Lester Holt is maintaining NBC’s lead in the nightly news battles, but his rivals have moved closer to his network’s vaunted position in the daypart.
Holt, who has been at the helm of “NBC Nightly News” since anchor Brian Williams left the desk after his Feb. 6 broadcast, notched 9.4 million viewers between Feb. 9 and Feb. 13, according to Nielsen data. That marks Holt’s first full five-day stint on the show since Williams departed the program in the wake of an investigation into details he falsified about a 2003 NBC News expedition in Iraq. NBCUniversal suspended Williams, the nation’s most-watched evening news anchor, for six months without pay. ABC’s “World News” garnered about 9.03 million viewers, while CBS’ “Evening News” secured a total viewership of about 7.63 million.
Holt also led his rivals in the viewership most desired by advertisers in news programming. “Nightly News” won 2.29 million adults 25-54 during the same time span. “World News” attracted 2.24 million and “Evening News” won nearly 1.79 million.
Even so, “Nightly’s” lead over its rivals is not as robust as it was a year ago, when NBC’s coverage of the Sochi Olympics helped boost the evening newscast to a nine-year ratings high. And it is down 7.6% in total viewers from the prior week, when Williams sat in the chair.

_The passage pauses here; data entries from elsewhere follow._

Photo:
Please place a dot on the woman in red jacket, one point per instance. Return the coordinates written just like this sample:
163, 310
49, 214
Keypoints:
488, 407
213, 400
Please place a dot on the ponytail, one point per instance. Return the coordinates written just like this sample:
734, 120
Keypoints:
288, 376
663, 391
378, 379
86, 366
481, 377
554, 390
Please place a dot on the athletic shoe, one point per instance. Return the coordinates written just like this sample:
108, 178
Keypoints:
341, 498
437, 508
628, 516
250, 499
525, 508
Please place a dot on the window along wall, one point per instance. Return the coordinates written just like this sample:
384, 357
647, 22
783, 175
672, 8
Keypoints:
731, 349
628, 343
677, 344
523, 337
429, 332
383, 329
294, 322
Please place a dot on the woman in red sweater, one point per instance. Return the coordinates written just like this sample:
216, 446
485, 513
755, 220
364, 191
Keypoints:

In the 2015 week, NBC’s “Nightly News” lead in total viewers shrank to 4% over ABC’s “World News” compared with 31.3% in the year-earlier week. And its lead over CBS’ “Evening News” fell to 23.2%, compared with 46% in 2014. NBC’s lead among viewers between 25 and 54 over ABC fell to 2.2%, compared with 33% in the year-earlier period, and its lead in the advertiser demo over CBS fell to about 28% compared with 51% in the year-earlier period.
Executives at all three networks will likely be trying to determine how much of NBC’s edge is eroded by the lack of Olympics and how much has dissipated due to Williams’ troubles and his disappearance from the anchor chair.
Within NBC News, a school of thought is emerging that Holt could keep the anchor chair, according to a person familiar with the situation. This person said some NBC News staffers think that if Holt can maintain a lead, albeit a lesser one, the network will continue to utilize him.
At the time of his suspension, NBCUniversal left open the possibility that Williams would again anchor the broadcast. Williams “deserves a second chance, and we are rooting for him,” said Steve Burke, chief executive of the Comcast-owned outlet, even though he called Williams’ actions “inexcusable.”